Planned adjustments to product pack sizes and price points, slated to hit the US market later this year, will play better to price-sensitive US shoppers and ward off aggressive price competition from name-brands and private labels, he said in a chat at the Evercore ISI Consumer & Retail Conference in New York.

“This year in the US, again, we are going to have a little bit of, I would say, a challenging year,” Zaramella told Evercore ISI analyst David Palmer in the June 13 session. “The start to the year was not necessarily as we wanted it to be.

“We talked extensively about the softness of the biscuits market in the US. We are reassured by the fact that we are not losing penetration; the category is not losing penetration. But we’re losing a little bit of frequency as a category, first and foremost, mainly across those cohorts of consumers that are lower-income. I think consumer confidence is somewhat impacted among those (groups), and what we are doing specifically to tackle both the market situation and a little bit the share situation manifests itself through brands like Chips Ahoy! that are more prone to competitive aggressiveness and private label aggressiveness.”

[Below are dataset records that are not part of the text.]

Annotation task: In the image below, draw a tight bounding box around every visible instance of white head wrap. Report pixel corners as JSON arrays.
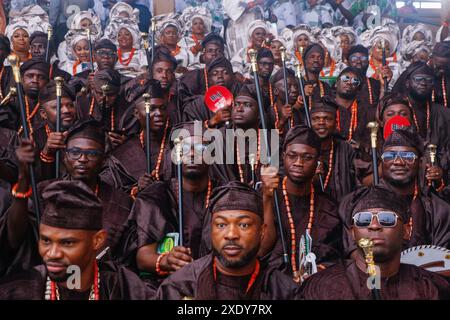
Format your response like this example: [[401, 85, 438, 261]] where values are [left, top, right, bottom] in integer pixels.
[[180, 7, 212, 34], [247, 20, 270, 40], [109, 2, 139, 24], [402, 23, 433, 45], [104, 18, 142, 49], [5, 5, 50, 42], [155, 13, 183, 39]]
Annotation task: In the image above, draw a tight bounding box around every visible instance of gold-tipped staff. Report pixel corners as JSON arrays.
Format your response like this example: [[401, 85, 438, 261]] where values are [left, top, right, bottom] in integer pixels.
[[367, 121, 380, 185]]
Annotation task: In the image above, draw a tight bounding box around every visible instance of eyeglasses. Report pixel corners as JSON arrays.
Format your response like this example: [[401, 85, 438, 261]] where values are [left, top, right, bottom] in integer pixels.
[[350, 56, 369, 62], [412, 76, 434, 83], [183, 143, 208, 155], [286, 152, 317, 162], [381, 151, 417, 164], [353, 211, 401, 228], [95, 50, 117, 58], [340, 74, 361, 87], [66, 148, 103, 161]]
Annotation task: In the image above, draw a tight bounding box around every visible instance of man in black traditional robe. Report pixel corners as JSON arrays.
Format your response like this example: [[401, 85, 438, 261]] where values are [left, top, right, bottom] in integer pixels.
[[339, 129, 450, 256], [0, 120, 133, 275], [123, 121, 217, 290], [348, 44, 384, 108], [181, 56, 240, 128], [392, 61, 450, 151], [178, 33, 225, 109], [270, 125, 342, 282], [111, 80, 172, 188], [0, 180, 150, 300], [30, 31, 72, 82], [310, 96, 362, 203], [301, 186, 450, 300], [157, 181, 298, 300]]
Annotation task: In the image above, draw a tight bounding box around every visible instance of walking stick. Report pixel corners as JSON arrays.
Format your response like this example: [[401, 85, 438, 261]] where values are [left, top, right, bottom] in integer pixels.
[[367, 121, 380, 185], [8, 55, 41, 224], [249, 49, 289, 264], [55, 77, 64, 179], [142, 93, 152, 174], [45, 26, 53, 63], [174, 138, 184, 246], [282, 47, 292, 129]]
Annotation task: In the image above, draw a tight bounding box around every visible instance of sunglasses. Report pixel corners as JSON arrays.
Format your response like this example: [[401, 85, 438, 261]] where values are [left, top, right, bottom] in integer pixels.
[[350, 56, 369, 62], [381, 151, 417, 164], [353, 211, 401, 228], [66, 148, 103, 161], [412, 76, 434, 83], [340, 74, 361, 87]]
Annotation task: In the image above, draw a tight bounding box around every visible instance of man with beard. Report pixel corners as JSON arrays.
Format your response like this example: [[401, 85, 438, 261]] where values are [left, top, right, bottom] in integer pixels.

Palmer noted that the United States represents 20% of Mondelez’s business. The company’s US marketing plan is now “fully loaded,” Zaramella said.

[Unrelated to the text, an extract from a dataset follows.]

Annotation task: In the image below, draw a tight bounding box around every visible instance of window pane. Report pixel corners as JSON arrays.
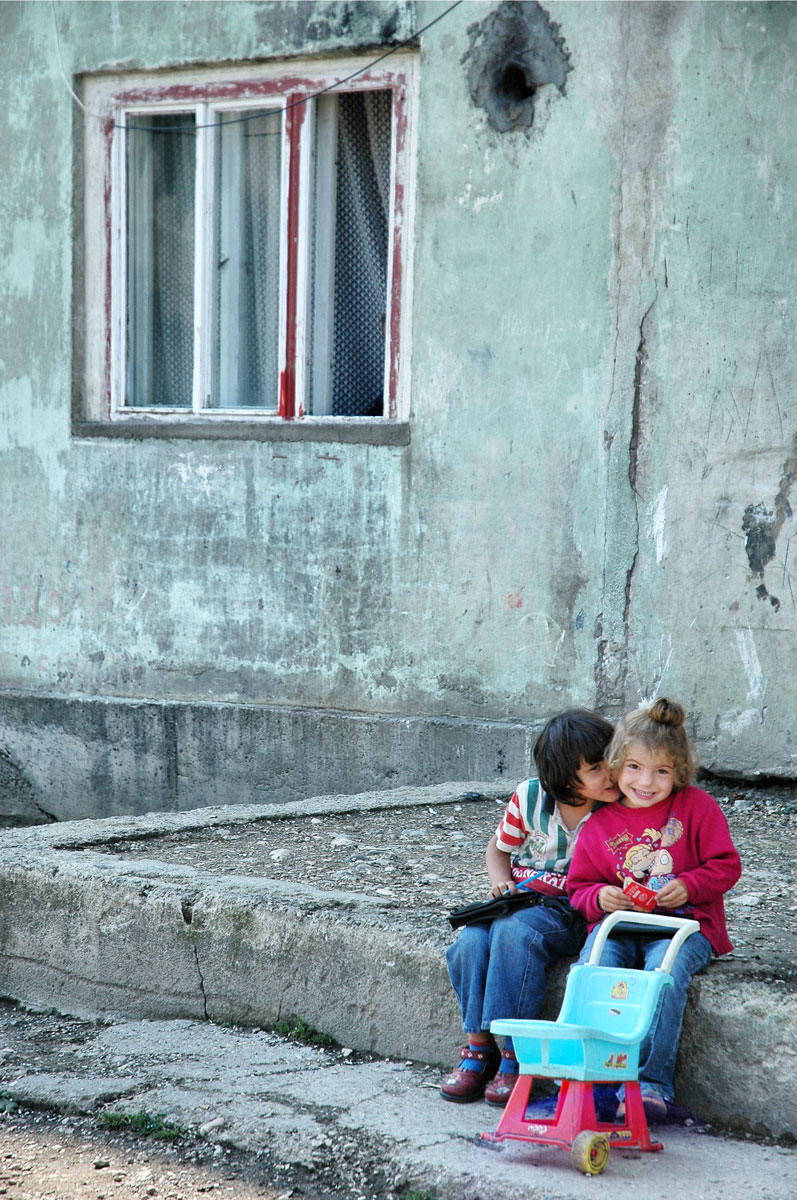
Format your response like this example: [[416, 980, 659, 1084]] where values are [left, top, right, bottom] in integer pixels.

“We are going to have a great promotion that is coming up — and I can’t disclose at this point — in the second part of the year, which is going to be materially incremental,” he said. “The second one is we are repositioning slightly some of the price points, given the materiality of pricing that has been taken through the categories, but that was led by us. We moved price points, particularly in the bigger sizes, above $4, and we have to lower to below $4 to really get access to those consumers that are price-sensitive. And then we’re going to hit the market with new packs, particularly at entry-level prices like $3. And so, we will allow consumers to get into a much more stable territory.”

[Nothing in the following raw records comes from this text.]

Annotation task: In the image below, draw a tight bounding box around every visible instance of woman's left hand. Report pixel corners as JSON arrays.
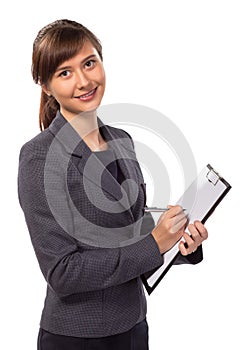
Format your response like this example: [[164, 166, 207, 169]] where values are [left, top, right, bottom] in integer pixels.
[[179, 221, 208, 256]]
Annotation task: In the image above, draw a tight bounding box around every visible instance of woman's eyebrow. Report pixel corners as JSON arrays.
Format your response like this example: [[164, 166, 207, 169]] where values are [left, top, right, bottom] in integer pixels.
[[56, 54, 96, 72]]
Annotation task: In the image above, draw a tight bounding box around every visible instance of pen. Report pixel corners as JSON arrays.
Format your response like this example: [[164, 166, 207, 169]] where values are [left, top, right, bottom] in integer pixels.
[[144, 207, 186, 213]]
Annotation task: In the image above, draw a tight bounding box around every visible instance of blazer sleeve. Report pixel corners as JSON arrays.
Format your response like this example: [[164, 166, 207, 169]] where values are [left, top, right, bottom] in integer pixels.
[[18, 142, 163, 296]]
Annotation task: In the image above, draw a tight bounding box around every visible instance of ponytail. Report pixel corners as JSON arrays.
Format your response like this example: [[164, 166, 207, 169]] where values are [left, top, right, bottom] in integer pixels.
[[39, 90, 59, 131]]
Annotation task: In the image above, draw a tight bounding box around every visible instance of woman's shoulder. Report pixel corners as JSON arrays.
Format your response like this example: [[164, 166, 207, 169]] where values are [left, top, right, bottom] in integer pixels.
[[20, 128, 53, 157]]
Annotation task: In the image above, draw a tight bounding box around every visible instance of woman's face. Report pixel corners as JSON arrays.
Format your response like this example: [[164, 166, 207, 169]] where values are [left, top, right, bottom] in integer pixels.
[[42, 41, 105, 120]]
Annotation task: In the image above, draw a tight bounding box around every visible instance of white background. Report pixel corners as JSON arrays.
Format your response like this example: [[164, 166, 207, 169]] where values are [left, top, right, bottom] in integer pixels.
[[0, 0, 243, 350]]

Despite a “temporary slowdown” stemming from shopper price and value concerns, Zaramella described Mondelez’s North American profit-and-loss performance as “really the strongest it has ever been” and noted that the business has “materially moved the needle” in recent years with acquisitions such as Tate’s Bake Shop, Give & Go and Clif Bar.

“I’m really confident that the team has, particularly in the second half, the slate of initiatives that will allow us to reverse most likely some of the softer market trends that you see at this point in time — but importantly to reverse the share losses that are particularly acute, as I said, around Chips Ahoy!,” he said.

Mondelez has been most successful in fine-tuning its price-pack architecture, Zaramella explained, when it gives consumers “the option to go for value and get a great deal on bigger sizes or go for potentially price points, which are very important in a context where consumers feel constrained in terms of the amount of money they have to spend on their grocery, to really opt for our brands and our categories. And I think you’re going to see, going forward, a much more balanced strategy in terms of what price point we are going to cover, particularly in the US.”

He added, “Given the much better supply chain we have these days, we’re going to hit the market with these new packs and price points fairly soon. It will be mostly towards Q4, but we will be available in new shapes and price point forms for our key flagship brands.”